Short selling is typically done by borrowing the securities from someone who owns them. Securities lenders are typically large funds that have a sufficiently diversified asset base that they can provide borrowers with a wide range of readily available securities. Pension funds have traditionally been prominent providers of securities lending programs. In 2001, Canadian regulators opened up securities lending to mutual funds.

How does it work?

Borrowers put up collateral for the securities they borrow - typically equalling about 105 per cent of the value of the borrowed securities.

When the collateral is in the form of other securities, the lender charges a fee to the borrower - normally about 5 per cent of the value of the loan per annum, though those rates can climb much higher depending on market conditions.

In the case of cash collateral, the lenders pay the borrowers interest on the cash, but at a discount to prevailing market rates.

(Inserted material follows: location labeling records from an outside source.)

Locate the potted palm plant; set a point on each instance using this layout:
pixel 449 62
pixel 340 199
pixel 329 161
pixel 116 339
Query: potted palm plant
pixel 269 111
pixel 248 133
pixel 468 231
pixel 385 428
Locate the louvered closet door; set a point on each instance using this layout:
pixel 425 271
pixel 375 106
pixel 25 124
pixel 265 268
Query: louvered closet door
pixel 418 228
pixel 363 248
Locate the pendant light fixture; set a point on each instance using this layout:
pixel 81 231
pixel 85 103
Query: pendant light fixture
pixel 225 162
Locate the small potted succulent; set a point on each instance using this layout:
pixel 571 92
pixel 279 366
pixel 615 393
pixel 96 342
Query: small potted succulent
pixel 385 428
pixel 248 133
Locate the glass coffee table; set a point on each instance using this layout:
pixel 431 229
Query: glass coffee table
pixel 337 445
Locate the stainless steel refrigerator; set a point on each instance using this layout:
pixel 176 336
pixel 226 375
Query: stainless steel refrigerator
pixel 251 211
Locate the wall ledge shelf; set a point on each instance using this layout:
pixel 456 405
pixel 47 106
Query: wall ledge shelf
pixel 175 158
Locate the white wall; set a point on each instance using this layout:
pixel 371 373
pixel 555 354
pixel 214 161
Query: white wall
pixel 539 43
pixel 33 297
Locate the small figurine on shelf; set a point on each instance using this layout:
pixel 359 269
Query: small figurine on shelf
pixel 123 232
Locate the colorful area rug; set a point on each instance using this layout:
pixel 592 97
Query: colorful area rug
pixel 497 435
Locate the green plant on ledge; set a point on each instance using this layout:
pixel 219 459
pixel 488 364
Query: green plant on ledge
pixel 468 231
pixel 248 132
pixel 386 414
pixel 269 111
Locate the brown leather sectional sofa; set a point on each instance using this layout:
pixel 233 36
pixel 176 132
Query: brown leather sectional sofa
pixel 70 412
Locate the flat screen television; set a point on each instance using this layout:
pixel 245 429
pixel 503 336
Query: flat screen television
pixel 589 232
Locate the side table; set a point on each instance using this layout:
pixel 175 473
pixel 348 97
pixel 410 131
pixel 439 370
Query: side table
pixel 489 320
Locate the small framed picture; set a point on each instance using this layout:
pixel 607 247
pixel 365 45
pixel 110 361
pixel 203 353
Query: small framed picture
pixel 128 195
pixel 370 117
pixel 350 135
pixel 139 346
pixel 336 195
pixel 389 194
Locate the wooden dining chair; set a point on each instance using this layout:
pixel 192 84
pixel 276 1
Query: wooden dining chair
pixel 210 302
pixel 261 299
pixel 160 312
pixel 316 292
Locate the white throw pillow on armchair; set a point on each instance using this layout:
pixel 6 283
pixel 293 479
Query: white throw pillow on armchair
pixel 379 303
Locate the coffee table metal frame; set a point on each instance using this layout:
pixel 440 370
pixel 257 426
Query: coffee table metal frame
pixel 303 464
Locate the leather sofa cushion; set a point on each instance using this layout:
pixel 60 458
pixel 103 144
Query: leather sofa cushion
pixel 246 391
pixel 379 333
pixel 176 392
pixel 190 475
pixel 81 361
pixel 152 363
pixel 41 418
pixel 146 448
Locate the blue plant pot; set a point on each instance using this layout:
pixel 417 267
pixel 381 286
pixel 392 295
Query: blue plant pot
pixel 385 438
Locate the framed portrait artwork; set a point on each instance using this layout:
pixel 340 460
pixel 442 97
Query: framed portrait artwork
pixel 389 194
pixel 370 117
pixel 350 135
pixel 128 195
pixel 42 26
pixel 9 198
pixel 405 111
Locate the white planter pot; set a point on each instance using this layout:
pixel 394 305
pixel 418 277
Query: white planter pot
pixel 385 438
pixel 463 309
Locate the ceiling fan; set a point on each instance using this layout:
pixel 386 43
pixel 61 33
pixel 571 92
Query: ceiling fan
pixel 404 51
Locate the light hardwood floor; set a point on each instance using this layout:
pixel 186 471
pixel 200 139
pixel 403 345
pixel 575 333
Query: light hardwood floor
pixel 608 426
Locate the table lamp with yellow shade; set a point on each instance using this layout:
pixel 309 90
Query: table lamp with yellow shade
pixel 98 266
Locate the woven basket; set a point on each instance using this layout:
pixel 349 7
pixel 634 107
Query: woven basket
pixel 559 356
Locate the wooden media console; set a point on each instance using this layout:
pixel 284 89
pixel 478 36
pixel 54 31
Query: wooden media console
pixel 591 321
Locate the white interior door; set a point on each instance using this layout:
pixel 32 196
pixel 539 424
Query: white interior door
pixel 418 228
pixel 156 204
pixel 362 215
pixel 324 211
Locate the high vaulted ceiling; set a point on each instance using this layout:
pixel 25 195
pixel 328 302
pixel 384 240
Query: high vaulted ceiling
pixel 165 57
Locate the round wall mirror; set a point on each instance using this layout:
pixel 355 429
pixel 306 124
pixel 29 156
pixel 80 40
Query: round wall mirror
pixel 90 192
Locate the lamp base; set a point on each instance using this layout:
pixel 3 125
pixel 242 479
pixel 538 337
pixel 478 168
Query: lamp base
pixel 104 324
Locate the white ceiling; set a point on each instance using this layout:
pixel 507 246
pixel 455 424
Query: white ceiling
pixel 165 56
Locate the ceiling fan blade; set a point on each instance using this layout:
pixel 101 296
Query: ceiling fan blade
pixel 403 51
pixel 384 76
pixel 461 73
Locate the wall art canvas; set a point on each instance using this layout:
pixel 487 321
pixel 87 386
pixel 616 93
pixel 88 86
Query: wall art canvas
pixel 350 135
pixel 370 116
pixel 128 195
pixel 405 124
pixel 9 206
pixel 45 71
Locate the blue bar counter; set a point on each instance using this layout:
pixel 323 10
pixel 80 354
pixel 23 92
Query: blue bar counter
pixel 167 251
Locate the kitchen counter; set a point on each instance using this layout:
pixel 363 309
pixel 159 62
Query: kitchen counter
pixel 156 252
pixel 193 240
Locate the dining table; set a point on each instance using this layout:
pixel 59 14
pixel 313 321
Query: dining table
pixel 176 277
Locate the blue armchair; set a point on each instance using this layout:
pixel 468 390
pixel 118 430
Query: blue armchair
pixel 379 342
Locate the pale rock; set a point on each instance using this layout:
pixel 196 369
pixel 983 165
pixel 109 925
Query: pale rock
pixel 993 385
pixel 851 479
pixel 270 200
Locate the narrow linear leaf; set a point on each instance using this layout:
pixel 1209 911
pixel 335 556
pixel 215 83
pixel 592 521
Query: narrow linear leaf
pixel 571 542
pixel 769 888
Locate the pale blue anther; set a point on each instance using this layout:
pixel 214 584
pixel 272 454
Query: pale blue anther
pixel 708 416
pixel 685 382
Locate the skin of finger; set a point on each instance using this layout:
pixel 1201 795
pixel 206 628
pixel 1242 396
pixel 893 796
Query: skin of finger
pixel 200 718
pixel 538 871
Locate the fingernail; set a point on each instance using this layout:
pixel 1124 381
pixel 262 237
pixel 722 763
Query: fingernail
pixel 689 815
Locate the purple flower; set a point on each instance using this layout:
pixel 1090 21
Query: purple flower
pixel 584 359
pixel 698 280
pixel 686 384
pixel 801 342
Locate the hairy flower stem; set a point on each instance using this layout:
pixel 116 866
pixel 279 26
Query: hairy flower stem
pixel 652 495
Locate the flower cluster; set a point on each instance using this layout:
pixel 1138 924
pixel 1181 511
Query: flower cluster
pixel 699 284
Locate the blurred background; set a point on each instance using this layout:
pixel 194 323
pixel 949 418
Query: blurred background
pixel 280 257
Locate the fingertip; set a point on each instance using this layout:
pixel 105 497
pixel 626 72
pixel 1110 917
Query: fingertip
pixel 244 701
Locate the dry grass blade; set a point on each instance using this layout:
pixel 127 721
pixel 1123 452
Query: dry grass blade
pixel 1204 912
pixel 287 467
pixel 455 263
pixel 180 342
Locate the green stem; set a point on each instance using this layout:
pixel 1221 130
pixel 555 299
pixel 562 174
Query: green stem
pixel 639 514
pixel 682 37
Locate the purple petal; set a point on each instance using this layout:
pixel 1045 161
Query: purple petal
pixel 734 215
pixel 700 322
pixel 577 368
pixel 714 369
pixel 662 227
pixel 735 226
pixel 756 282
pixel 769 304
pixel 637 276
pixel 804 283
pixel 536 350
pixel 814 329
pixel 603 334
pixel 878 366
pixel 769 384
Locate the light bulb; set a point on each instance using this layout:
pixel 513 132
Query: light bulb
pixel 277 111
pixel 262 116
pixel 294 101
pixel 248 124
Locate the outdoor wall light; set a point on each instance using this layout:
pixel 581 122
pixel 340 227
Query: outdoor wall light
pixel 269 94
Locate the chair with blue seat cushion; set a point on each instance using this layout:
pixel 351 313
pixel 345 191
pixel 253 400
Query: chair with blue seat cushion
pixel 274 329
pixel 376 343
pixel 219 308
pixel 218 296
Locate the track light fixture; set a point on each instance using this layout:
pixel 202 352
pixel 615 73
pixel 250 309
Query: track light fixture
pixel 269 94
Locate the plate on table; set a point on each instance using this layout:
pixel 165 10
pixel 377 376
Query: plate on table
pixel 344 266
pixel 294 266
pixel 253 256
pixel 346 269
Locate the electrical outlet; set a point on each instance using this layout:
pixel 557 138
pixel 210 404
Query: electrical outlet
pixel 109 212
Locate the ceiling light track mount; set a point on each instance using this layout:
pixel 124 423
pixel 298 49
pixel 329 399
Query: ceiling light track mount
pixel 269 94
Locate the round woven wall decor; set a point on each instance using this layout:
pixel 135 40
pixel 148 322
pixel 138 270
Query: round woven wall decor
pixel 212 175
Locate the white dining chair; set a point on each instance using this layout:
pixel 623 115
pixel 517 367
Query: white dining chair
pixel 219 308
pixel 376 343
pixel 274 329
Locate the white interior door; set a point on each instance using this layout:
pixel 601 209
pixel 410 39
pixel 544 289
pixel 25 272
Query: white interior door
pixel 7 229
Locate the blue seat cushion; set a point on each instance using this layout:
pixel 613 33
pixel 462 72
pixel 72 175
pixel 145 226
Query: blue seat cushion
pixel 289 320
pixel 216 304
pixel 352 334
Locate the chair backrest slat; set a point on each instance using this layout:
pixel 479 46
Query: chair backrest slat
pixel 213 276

They then reinvest the cash in short-term securities at higher interest rates, and profit on the difference.

How big is stock lending?

According to London-based research firm Spitalfields Advisors, shares valued at $13-trillion (U.S.) were available for lending worldwide at the end of last year, representing more than 20 per cent of the global equity market. Of that, $2.1-trillion was actually out on loan, representing 3.5 per cent of the world's stocks.

Canadian securities lenders had almost $340-billion (Canadian) of equities available for lending at the end of 2007, of which about $50-billion were out on loan - 3 per cent of the total Canadian equity market.

But the credit crisis and recent regulatory restrictions on short selling have hurt securities lending. By late October, total Canadian stocks available for lending stood at just $200-billion, and securities on loan had dropped to $19-billion.